How much does a data breach truly cost? When it comes to picking up the pieces post-attack, the numbers continue to vary, especially industry by industry.
According to the Ponemon Institute’s Cost of a Data Breach Report, an annual compendium of data breach trends that over the years has become a barometer of sorts for the information security industry, in 2020, data breaches on average cost $3.86 million.

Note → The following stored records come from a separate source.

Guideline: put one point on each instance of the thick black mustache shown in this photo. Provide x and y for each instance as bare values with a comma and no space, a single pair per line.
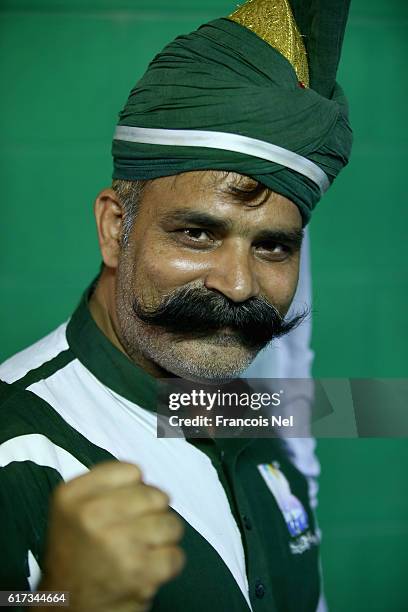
197,311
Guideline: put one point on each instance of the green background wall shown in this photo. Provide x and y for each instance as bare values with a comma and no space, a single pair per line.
66,69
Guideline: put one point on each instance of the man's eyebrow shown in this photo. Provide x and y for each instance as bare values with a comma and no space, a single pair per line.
292,237
288,236
197,218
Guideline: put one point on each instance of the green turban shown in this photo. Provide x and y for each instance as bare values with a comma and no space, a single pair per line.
222,98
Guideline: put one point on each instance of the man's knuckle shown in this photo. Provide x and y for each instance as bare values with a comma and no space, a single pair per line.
158,498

While the average cost is down a tick (1.5%) from Ponemon's 2019 figure, $3.92 million, the report’s highest cost - the average cost of a data breach in the United States in 2020 - $8.64 million, is higher than 2019's figure, $8.19 million.
Ponemon and IBM, which has sponsored the report for the last five years, suggest that despite the dip, organizations who lacked security automation and incident response mechanisms experienced a higher cost of remediation.
Worldwide, the cost of a breach, is largely going up. In the Middle East, which was the second costliest region last year (a breach cost $5.97 million there) a breach this year would cost $6.52 million. Canada and Japan – third and fifth on the list respectively – saw their average costs go up too.
The full report, which spans 82 pages, digs into the numbers further.
For the 10th year in a row, healthcare organizations have had the highest costs associated with a data breach. This year IBM claims on average that a healthcare breach costs an organization $7.1M, up a hair from last year's cost ($6.45M). The second costliest industry, the energy industry, cost firms $6.39 million on average.
Only three industries saw an increase in the total cost of a breach: Healthcare - a 10.5% increase, energy - a 14.1% increase, and the retail industry, which saw a 9.2% uptick.
As Ponemon points out, industries with higher regulatory bars had higher data breach costs this year. The more damaging the data breach, the more likely an organization is to lose business, which could explain why the healthcare, energy, financial, and pharmaceutical industries were some of the the hardest hit.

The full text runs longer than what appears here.